From: Caleb Epstein (caleb.epstein_at_[hidden])
Date: 2005-05-04 16:12:42
On 5/4/05, Rob Stewart <stewart_at_[hidden]> wrote:
> From: Caleb Epstein <caleb.epstein_at_[hidden]>
> > If one uses the supplied write_to_file appender, the messages will be
> > written to the output file as soon as they are complete. So for
> > example,
> > BOOST_LOG(debug) << "Wrote " << len << " bytes to socket fd " << fd;
> > would write a single message like "Wrote 56 bytes to socket 3" or
> > nothing at all (e.g. if the application crashed sometime in the middle
> > of formatting the message). I think this is eminently reasonable and
> > hardly "useless".
> The point is not so clear if the expression following BOOST_LOG()
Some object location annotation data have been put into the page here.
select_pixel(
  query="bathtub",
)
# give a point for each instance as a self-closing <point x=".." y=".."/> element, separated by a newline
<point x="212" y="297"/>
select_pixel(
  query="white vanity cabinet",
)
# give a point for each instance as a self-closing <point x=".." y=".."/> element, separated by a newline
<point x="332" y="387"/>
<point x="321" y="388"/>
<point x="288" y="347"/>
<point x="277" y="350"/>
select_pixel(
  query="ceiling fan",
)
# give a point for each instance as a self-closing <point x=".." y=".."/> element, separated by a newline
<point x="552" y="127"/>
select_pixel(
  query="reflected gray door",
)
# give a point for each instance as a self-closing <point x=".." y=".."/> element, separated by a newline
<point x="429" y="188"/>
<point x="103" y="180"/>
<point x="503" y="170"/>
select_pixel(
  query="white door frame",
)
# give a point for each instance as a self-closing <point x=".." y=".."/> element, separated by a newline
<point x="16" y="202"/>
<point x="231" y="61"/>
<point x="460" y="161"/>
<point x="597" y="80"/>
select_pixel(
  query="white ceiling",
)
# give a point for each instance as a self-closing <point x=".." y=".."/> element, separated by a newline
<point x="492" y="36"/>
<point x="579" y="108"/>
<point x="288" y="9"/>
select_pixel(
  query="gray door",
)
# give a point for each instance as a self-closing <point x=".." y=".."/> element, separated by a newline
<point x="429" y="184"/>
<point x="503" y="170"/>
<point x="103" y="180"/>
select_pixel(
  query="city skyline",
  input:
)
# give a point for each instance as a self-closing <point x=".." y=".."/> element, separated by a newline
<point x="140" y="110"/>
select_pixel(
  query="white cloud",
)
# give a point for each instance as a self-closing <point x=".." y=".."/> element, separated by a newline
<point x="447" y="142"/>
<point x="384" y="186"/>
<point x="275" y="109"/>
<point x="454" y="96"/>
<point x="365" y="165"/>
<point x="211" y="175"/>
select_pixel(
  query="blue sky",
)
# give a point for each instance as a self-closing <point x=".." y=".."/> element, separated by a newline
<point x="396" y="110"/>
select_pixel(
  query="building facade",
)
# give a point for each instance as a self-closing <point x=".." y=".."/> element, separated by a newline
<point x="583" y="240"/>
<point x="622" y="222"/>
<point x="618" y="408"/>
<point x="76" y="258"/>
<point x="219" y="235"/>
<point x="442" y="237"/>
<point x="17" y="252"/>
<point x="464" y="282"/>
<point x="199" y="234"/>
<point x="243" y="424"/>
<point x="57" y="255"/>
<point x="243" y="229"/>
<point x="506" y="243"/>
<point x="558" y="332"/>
> includes side effects that cause the application to crash, for
> If the stream provided by BOOST_LOG() were unbuffered, then
> output would be flushed as soon as it was formatted, so you'd get
> output up until the point of the crash. Any buffering means that
> the buffered output is lost when the app crashes.
Without some sort of buffer between message formatting and message
output, how do you allow multiple threads to write to a log without
intermingling their messages? Locking on every op<< isn't good
enough. Are you really that concerned about losing a single log
message in a crash scenario? Perhaps if its something like "The
reason I'm crashing is " << e.what() :-)
Bear in mind:
* If you are really concerned that the operations you're invoking are
fragile, you can split them across multiple calls to BOOST_LOG
* John has agreed to add exception guards to the logging macro(s).
Perhaps something like the Boost.Test execution monitor that catches
SIGSEGV etc could be optionally put in place as well.
* Not that this is a ringing endorsement, but you'd do no better with
printf ("The operation-which-might crash returned: %d\n", crashme());
I really think that some level of buffering is unavoidable.